それを手に入れるのが俺に与えられた使命。


「ですが今そのキューブは円卓達が守っています。ですから灰さん、ここから一月です。幹部たちを集めて、すべてのS級キューブを攻略します。もちろん、あなたがソロで」


「幹部?」


 そういう彩は立ち上がって服を着る。


 軍服のような人類解放軍の服。


 俺は普通に私服のままだが。


 そして俺と彩は移動して、会議室と呼ばれる大部屋へ。


 そこにいたのは。


「よぉ、久しぶりだな。灰……やっと眠りから覚めたか」

「王兄!!」


 大英雄こと、王偉と。


「HAHAHA! まじで五年前と何も変わらねぇじゃねーか! 円卓をもう一体落としたらしいじゃねぇか!!」

「アーノルドさんも……」


 すっかり人類の味方になってる暴君こと、アーノルドアルテウス。

俺を見るなりとても嬉しそうにしているが、まだ和解はできてない気がするんだよな。


 そして、もう一人。


「久しぶりだね、灰君。

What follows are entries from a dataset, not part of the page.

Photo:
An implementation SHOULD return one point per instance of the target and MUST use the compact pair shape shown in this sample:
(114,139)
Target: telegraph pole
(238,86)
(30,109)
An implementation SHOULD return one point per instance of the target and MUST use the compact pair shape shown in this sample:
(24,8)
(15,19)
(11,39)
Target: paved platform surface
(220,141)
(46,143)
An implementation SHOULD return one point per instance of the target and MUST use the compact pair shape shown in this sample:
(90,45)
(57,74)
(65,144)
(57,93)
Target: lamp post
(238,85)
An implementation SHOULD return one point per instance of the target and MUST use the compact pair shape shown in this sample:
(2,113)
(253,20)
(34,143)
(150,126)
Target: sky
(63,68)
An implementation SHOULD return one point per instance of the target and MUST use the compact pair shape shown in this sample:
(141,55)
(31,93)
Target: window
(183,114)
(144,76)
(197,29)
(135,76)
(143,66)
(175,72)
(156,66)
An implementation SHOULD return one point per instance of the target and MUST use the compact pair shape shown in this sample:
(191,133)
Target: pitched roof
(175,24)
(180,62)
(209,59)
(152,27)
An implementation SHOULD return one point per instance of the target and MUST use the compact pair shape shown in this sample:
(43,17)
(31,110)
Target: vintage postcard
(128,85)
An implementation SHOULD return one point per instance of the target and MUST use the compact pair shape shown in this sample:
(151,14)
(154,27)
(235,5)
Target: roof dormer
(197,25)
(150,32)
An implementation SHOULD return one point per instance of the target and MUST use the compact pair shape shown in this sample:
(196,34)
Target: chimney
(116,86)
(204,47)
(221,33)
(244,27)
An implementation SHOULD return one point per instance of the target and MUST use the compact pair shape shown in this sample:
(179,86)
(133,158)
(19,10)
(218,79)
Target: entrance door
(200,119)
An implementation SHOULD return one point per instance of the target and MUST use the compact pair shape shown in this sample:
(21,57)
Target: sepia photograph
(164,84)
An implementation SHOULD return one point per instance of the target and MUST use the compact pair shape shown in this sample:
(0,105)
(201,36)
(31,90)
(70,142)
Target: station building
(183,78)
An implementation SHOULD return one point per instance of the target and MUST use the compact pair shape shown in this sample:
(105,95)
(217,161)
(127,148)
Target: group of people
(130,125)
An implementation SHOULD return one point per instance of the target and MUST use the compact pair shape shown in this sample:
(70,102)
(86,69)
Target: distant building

会いたかったよ」

「田中さん!!」


 五年たっても相変わらず変わらないイケオジで、俺の大好きな田中さんだった。


「では、時間がありません。最初のS級キューブ攻略の作戦を発表します! 決行は今晩、場所は中国!」

「あっちでは元闘神ギルドの奴らが調査を進めてるが、円卓は4人はいるぞ。総力戦か?」


「ああ、今がカードの切り時だ。こちらの超越者も四人を出す。そういうことだね、彩君」

「はい! そしてその間に灰さんにキューブを攻略してもらい、力を得てもらいます」

「わかった、任せろ」


 作戦は王兄達が円卓を抑えて、俺が一人キューブに入る。


 完全攻略し、力を手に入れた俺が円卓達との戦いに参戦する。


 そして彩が作戦の説明を終えて、俺達を見る。


「五年、長かったですね。多くの人を失いました。ですが、やっとです……」


 その言葉にアーノルドさんや王兄も頷く。